Analysis of the available data is likely to come up with only an approximation, says Mike Stephenson, director of science and technology for the British Geological Survey (BGS), part of the UK’s Natural Environment Research Council, which last year published probably the most detailed attempt to estimate shale gas resources in a particular area yet carried out in Europe.

The report, commissioned from the BGS by the Department of Energy and Climate Change, focused on one of the UK’s primary areas for prospective shale gas exploitation – the Bowland-Hodder shale formation that lies under an area encompassing much of Lancashire and Yorkshire and, at its southern fringe, parts of Cheshire, Derbyshire, Nottinghamshire and Lincolnshire.

The study is based on information derived from seismic and geological testing in the past and on core samples extracted from the boreholes that have been drilled in the area previously, says Stephenson. The resulting data was then loaded into a 3D computer model to produce what he says is an accurate representation of shale formations in the area.

Nevertheless, the study provides only a broad estimate of the region’s potential. The reason for this involves an understanding of the distinction between the terms ‘resources’ and ‘reserves’, he says. The first refers to the total shale gas that may exist in an area, whereas the second is the proportion of that amount that may be practicably recoverable.

The amount of reserves depends on geology and technology but also political and social aspects. Whatever the amount of shale gas that may exist, public opinion must accept that it can be extracted safely as well as economically.
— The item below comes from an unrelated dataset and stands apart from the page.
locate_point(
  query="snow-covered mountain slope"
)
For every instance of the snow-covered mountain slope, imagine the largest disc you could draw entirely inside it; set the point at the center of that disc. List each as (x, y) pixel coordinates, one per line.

As for resources, not only is it necessary to know the extent of the shales involved but also the actual concentration of hydrocarbons they may contain. Ultimately, the only way to discover that is to drill into them, says Stephenson. So until targeted exploratory drilling takes place, only estimates based on likely concentrations can be hazarded. 

Nevertheless, even this one area could offer substantial prospective resources – the report estimates that at least 23.28 trillion m3 of shale gas are likely to be in place and possibly as much as 64.62 trillion m3

To put those figures in context, UK imports of natural gas in the first six months of 2013 were around 28.3168 billion m3.

The Bowland region is just one of several areas in the UK that include shale formations likely to contain recoverable gas. Others are the central Lowlands of Scotland, Hampshire, South Wales and the Weald area in southern England. In the last-mentioned area, the BGS has been carrying out a similar exercise to estimate resources, and the resulting report is due for publication soon.

The UK is coming to a pivotal decision-making point in its energy policies. A potentially massive resource exists that can be exploited without the need for any great technological innovation. Instead, the battle will most likely involve fears of environmental degradation and prejudice against the use of hydrocarbon fuels.